Combining medicine and engineering to repair a damaged heart

Regenerating heart muscle tissue using a 3D printer—once the stuff of Star Trek science fiction—now appears to be firmly in the realm of the possible

The combination of the Canadian Light Source (CLS) synchrotron’s unique biomedical imaging and therapy (BMIT) beamline and the vision of a multi-discipline researcher from the University of Saskatchewan in confirming fiction as fact was published in the September issue of Tissue Engineering, one of the leading journals in this emerging global research field of tissue regeneration.

U of S researcher Mohammad Izadifar says he is combining medicine and engineering to develop ways to repair a damaged heart.

“The problem is the heart cannot repair itself once it is damaged due to a heart attack.” he explained.

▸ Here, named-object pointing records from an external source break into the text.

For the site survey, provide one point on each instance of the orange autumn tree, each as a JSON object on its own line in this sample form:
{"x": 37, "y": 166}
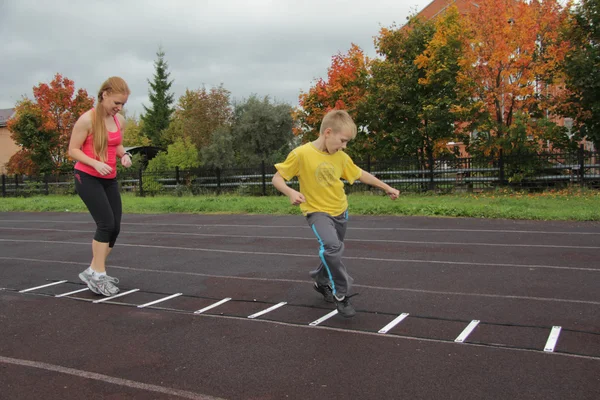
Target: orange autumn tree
{"x": 42, "y": 127}
{"x": 344, "y": 88}
{"x": 510, "y": 74}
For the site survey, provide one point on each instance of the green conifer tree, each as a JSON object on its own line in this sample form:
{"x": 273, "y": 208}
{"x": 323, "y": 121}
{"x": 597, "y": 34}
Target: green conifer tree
{"x": 157, "y": 117}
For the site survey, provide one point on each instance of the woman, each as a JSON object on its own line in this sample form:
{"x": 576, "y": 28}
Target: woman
{"x": 95, "y": 144}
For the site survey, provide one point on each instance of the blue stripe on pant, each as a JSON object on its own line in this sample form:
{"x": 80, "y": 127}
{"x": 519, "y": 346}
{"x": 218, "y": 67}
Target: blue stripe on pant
{"x": 330, "y": 232}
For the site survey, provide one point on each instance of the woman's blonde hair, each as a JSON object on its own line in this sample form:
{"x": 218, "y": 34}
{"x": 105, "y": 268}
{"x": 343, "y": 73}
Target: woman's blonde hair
{"x": 338, "y": 120}
{"x": 114, "y": 84}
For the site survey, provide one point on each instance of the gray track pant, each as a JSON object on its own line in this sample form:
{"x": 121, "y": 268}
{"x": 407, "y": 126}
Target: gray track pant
{"x": 330, "y": 232}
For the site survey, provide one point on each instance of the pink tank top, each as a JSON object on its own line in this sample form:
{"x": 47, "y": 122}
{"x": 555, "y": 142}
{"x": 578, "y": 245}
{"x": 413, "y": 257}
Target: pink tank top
{"x": 114, "y": 140}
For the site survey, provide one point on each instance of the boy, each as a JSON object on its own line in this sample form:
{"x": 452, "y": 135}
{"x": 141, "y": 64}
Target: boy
{"x": 319, "y": 166}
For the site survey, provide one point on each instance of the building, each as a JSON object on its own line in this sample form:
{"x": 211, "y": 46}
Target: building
{"x": 437, "y": 7}
{"x": 7, "y": 146}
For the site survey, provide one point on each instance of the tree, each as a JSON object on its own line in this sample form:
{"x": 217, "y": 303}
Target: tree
{"x": 510, "y": 66}
{"x": 133, "y": 134}
{"x": 344, "y": 88}
{"x": 157, "y": 117}
{"x": 403, "y": 120}
{"x": 199, "y": 113}
{"x": 262, "y": 130}
{"x": 42, "y": 126}
{"x": 219, "y": 153}
{"x": 582, "y": 66}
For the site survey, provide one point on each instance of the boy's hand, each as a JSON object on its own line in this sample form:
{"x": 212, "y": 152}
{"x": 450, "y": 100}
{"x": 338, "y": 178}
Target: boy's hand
{"x": 296, "y": 198}
{"x": 393, "y": 193}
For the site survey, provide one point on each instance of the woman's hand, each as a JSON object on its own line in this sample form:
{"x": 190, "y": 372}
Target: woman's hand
{"x": 126, "y": 160}
{"x": 102, "y": 168}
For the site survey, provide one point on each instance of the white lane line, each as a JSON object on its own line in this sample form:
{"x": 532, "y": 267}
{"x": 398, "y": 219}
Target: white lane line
{"x": 160, "y": 300}
{"x": 552, "y": 339}
{"x": 354, "y": 228}
{"x": 217, "y": 304}
{"x": 394, "y": 322}
{"x": 115, "y": 296}
{"x": 210, "y": 235}
{"x": 73, "y": 292}
{"x": 467, "y": 331}
{"x": 323, "y": 318}
{"x": 43, "y": 286}
{"x": 263, "y": 312}
{"x": 422, "y": 291}
{"x": 108, "y": 379}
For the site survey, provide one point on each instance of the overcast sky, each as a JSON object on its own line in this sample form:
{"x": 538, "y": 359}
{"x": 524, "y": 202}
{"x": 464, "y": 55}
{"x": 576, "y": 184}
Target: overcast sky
{"x": 276, "y": 48}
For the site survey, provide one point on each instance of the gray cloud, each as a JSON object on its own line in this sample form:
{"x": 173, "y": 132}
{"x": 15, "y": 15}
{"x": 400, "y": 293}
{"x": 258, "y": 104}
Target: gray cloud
{"x": 264, "y": 47}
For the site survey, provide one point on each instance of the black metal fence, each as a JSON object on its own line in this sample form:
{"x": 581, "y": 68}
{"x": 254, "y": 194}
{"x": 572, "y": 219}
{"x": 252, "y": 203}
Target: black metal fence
{"x": 531, "y": 172}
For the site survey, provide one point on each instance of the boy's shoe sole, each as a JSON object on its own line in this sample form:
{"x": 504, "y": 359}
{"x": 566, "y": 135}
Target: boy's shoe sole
{"x": 87, "y": 279}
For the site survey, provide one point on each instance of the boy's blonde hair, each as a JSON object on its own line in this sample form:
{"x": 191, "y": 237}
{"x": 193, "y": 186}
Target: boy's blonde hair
{"x": 338, "y": 120}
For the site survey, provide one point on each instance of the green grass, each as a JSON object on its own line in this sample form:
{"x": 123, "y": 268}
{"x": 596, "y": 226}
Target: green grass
{"x": 575, "y": 205}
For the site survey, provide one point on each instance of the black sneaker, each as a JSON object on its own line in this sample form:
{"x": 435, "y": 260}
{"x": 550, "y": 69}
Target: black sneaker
{"x": 344, "y": 307}
{"x": 325, "y": 290}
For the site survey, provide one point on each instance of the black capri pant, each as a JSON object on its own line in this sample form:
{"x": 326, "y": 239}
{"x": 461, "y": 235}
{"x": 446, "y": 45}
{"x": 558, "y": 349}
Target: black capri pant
{"x": 103, "y": 200}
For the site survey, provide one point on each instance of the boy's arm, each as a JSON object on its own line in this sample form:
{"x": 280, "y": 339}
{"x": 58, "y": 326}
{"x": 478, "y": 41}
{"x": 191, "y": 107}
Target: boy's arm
{"x": 294, "y": 196}
{"x": 369, "y": 179}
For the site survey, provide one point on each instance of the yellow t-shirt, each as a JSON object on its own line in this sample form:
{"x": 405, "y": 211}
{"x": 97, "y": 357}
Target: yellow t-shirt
{"x": 319, "y": 175}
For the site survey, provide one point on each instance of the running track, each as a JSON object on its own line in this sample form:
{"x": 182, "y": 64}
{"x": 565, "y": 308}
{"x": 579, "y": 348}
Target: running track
{"x": 484, "y": 309}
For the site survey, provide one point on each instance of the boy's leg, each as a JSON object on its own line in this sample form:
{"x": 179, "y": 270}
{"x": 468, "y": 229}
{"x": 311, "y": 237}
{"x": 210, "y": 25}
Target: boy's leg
{"x": 331, "y": 271}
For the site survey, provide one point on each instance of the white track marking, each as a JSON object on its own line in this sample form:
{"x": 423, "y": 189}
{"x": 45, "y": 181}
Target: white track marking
{"x": 263, "y": 312}
{"x": 160, "y": 300}
{"x": 552, "y": 339}
{"x": 323, "y": 318}
{"x": 43, "y": 286}
{"x": 218, "y": 303}
{"x": 115, "y": 296}
{"x": 107, "y": 379}
{"x": 467, "y": 331}
{"x": 73, "y": 292}
{"x": 394, "y": 322}
{"x": 434, "y": 292}
{"x": 354, "y": 228}
{"x": 312, "y": 239}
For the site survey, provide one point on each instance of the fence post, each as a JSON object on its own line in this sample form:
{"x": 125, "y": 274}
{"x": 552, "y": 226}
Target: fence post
{"x": 431, "y": 180}
{"x": 218, "y": 171}
{"x": 581, "y": 159}
{"x": 264, "y": 173}
{"x": 141, "y": 182}
{"x": 501, "y": 167}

Izadifar has conducted his research out of three places on campus: the College of Engineering, the CLS and the College of Medicine where he has been certified in doing open heart surgery on rats, having trained in all the ethical protocols related to these research animals.

And thanks to the confirmation photo images he has from his collaboration with the CLS, Izadifar has already proven the 3D printed human cells, which he has dubbed the “heart patch,” can start to grow as intended in theory.

Once implanted in the laboratory mice, the heart patch is invisible to regular medical imaging. Izadifar has developed an X-ray imaging technique at the CLS to monitor the 3D-printed heart patch after implanting them in the laboratory mice. The CLS-derived pictures submitted to the journal show a 3D-printed heart patch with human cells arranged in 200 micron-wide strands with the distance between each strand being 400 microns. One micron is one-thousandth of a millimeter.

Izadifar says the key in printing live human tissue is finding the right gel medium to become the “ink” for the printer.